Congo : Une campagne pour réduire les accidents de la route

Réduire de manière drastique les accidents sur les routes congolaises, c’est l’objectif de la campagne de sensibilisation à la sécurité routière lancée à Brazzaville, la capitale congolaise, pour toucher le grand public et améliorer la compréhension de tous les usagers de la route, y compris les piétons.

Initiative du Ministère congolais des Transports, de l’Aviation civile et de la Marine marchande, cette campagne a débuté par la diffusion des panneaux de signalisation sur les réseaux sociaux, notamment sur le compte Twitter du Ministère, demandant aux automobilistes de respecter les limitations de vitesse du code de la route.

La vitesse au volant transmet plus d’informations au cerveau qui a des difficultés à toutes les percevoir et à les analyser. Des informations capitales, comme la présence d’autres usagers ou de panneaux de signalisation, sont alors négligées et la fatigue visuelle s'installe plus vite. Le conducteur distingue moins bien les objets environnants, ce qui augmente le risque d’accident au volant.

Plus la vitesse au volant est grande, plus la distance d’arrêt augmente et plus le choc est violent en cas d’accident.


A 50 km/h, la distance d’arrêt est de 26m et de 78m à 100 km/h, soit 3 fois plus. La vitesse augmente ainsi la distance parcourue pendant le temps de réaction (1 à 2 secondes avant même de freiner).

Les accidents de la circulation sont aujourd’hui l’une des principales causes de mortalité au Congo-Brazzaville. La problématique de la sécurité routière demeure une question viscérale. Le nombre croissant des décès; blessées graves dû aux accidents de la route et les traumatismes qui en résultent font de la sécurité routière un problème de santé publique.

En avril 2017, la Direction générale des transports terrestres (DGTT) avait lancé une opération d’implantation des panneaux de signalisation dans les principales villes du pays.

Cette opération saluée par les usagers de la route avait commencé à Brazzaville, la capitale congolaise avant de toucher les routes nationales (1 et 2), la ville de Pointe-Noire et toutes les grandes villes qui ont connu la politique de municipalisation accélérée.

De l’avis de certains automobilistes, les rares panneaux placés sur les artères ne seraient pas implantés à l’endroit adéquat, notamment au début d’une voie ayant plusieurs tournants ou carrefours. D’autres par contre sont absents des lieux où ils sont le plus demandés.

Cet imbroglio d’emplacement et autres découlerait tout simplement de l’amateurisme sans cesse manifesté par les agents en charge de leur implantation, qui démontrent leur parfaite ignorance du code de la route. Si cette ignorance a pu occasionner par le passé de nombreux accidents de la route et d’autres dont elle est à l’origine, il va s’en dire que plusieurs automobilistes ont donc été induits en erreur par ces derniers.

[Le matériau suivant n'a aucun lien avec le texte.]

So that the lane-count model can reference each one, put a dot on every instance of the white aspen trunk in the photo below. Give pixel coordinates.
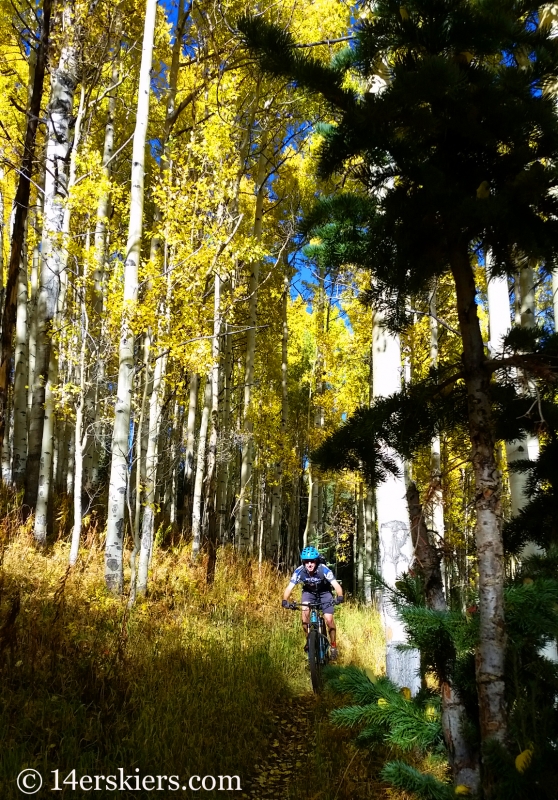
(223, 467)
(93, 399)
(369, 544)
(152, 461)
(436, 500)
(2, 232)
(396, 547)
(47, 445)
(200, 470)
(141, 451)
(53, 251)
(311, 527)
(33, 304)
(242, 532)
(276, 508)
(80, 433)
(173, 482)
(19, 463)
(47, 452)
(190, 444)
(555, 298)
(7, 441)
(211, 481)
(360, 543)
(119, 461)
(500, 324)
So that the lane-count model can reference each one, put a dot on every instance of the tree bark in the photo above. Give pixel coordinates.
(492, 642)
(53, 249)
(463, 759)
(200, 471)
(246, 485)
(21, 206)
(120, 446)
(396, 548)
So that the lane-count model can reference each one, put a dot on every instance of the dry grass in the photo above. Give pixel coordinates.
(189, 682)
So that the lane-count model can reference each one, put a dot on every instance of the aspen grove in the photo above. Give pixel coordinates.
(207, 346)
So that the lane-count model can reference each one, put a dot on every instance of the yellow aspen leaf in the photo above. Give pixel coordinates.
(483, 191)
(523, 760)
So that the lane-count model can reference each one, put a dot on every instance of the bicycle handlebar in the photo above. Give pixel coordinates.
(295, 606)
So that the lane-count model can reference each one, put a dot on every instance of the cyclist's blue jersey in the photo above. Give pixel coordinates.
(320, 581)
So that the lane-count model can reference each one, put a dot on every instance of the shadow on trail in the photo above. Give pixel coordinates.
(85, 687)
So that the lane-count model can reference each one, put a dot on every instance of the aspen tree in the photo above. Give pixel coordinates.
(91, 465)
(278, 468)
(60, 260)
(119, 459)
(190, 442)
(19, 462)
(396, 547)
(242, 521)
(200, 470)
(21, 207)
(53, 256)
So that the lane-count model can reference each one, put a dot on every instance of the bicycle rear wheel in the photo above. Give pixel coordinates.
(314, 660)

Dans ce triste constat, les automobilistes sortis des écoles de conduite comme d’autres qui n’y ont jamais été, semblent aussi ne pas être en reste suite à la bonne lecture de ces panneaux de signalisation. Ceci au regard de leur comportement aux volants des véhicules, où il est souvent arrivé dans l’histoire des accidents de la route que des piétons se fassent tamponner par un véhicule bien qu’étant situé sur le passage réservé à ces derniers, pourtant bien inscrit sur la chaussée.

Ces rares panneaux qui sont installés à certaines circonstances font souvent office de tableaux d’affichages comme il est de coutume en période électorale ou pour des annonces évènementielles. D’autres par contre sont souvent cassés par des chauffards en état d’ivresse ou dans un excès de vitesse.

Le déficit de panneaux de signalisation observé sur plusieurs artères de la capitale et à l’intérieur du pays constitue un véritable danger pour les automobilistes et les piétons.